My projects
Over the years I’ve developed several open source projects.
The majority are written in Python, and they’re typically terminal-based developer tools.
Posting
Posting is a powerful TUI for working with HTTP APIs. It’s a bit like Postman, except it runs in the terminal and is designed around keyboard-centric workflows.
It’s a feature-rich tool that tries to work for both terminal power-users and newcomers who are more accustomed to modern web UIs.
Written in Python using Textual, a TUI framework I help develop and maintain.
Elia
Elia is a TUI for interacting with large language models. It can interact with proprietary models such as Claude, ChatGPT, as well as local models like Llama.
Dunk
Dunk makes your diffs beautiful and easy to read.
Just pipe your git diff
output into Dunk and it’ll generate a colourful diff like this:
Textual’s TextArea
widget
I developed Textual’s TextArea
widget, which is a multi-line input widget that supports tree-sitter
syntax highlighting, wrapping, undo/redo, full mouse support, and much more.
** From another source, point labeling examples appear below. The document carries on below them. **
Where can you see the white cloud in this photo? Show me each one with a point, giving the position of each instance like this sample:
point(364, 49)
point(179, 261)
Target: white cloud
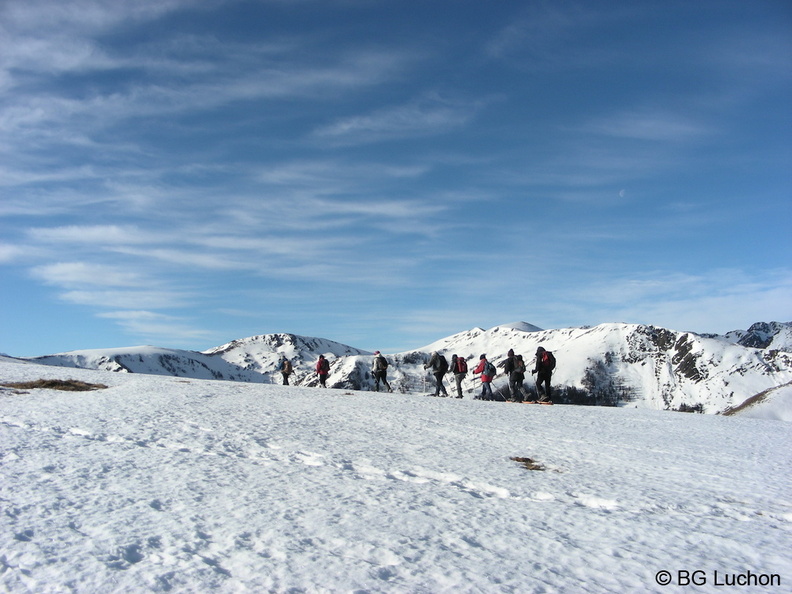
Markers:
point(423, 117)
point(69, 274)
point(95, 234)
point(129, 299)
point(156, 326)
I wrote a blog post about it here, which includes a whole lot of videos of it in action, and covers some of my learnings from that project.
Ward (archived)
Ward was a test framework I developed for Python. It had a strong focus on readability. Test descriptions were written in plain language rather than function names, and it output very readable diffs when tests failed.
Autocomplete
I developed textual-autocomplete, which let’s you add autocompletion to your Textual-based TUI apps.
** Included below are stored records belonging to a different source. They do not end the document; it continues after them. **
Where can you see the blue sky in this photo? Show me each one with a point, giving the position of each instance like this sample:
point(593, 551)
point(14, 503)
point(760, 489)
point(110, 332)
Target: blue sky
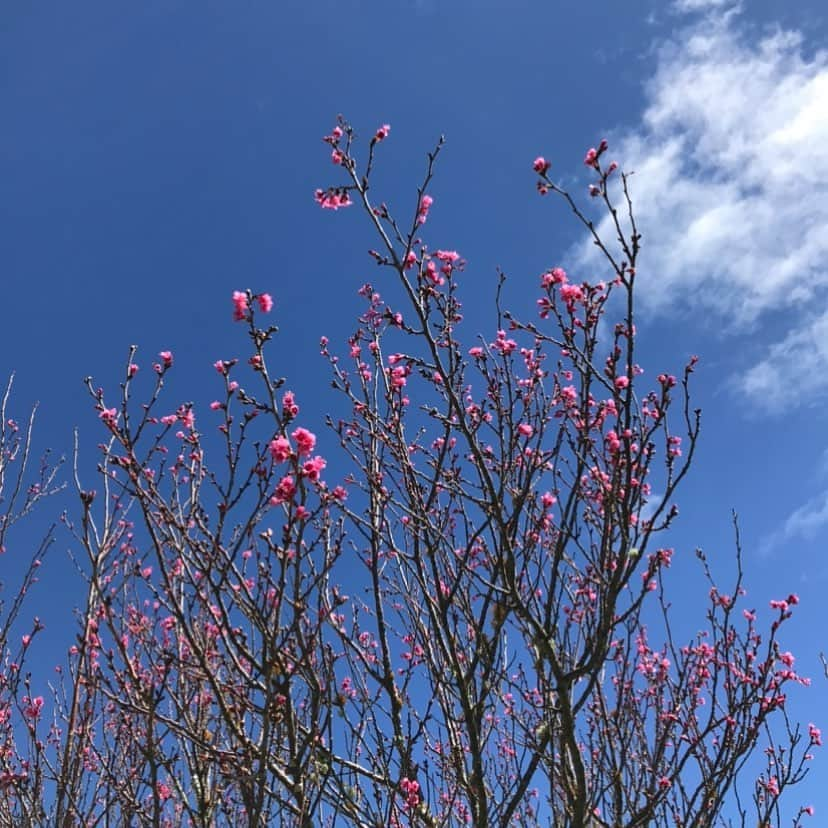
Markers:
point(154, 157)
I’m currently (slowly) working on the next version which will be used in Posting.
Trogon
Trogon was built to solve the problem of learning and discovering features of CLIs.
In just a few lines of code it lets you create a fully interactive TUI which can be used in place of a CLI.
Here’s an example of Trogon converting the feature-rich sqlite-utils
CLI into a TUI:
Radiant
I developed (but never released) an iOS and Android app using Flutter and the Dart programming language.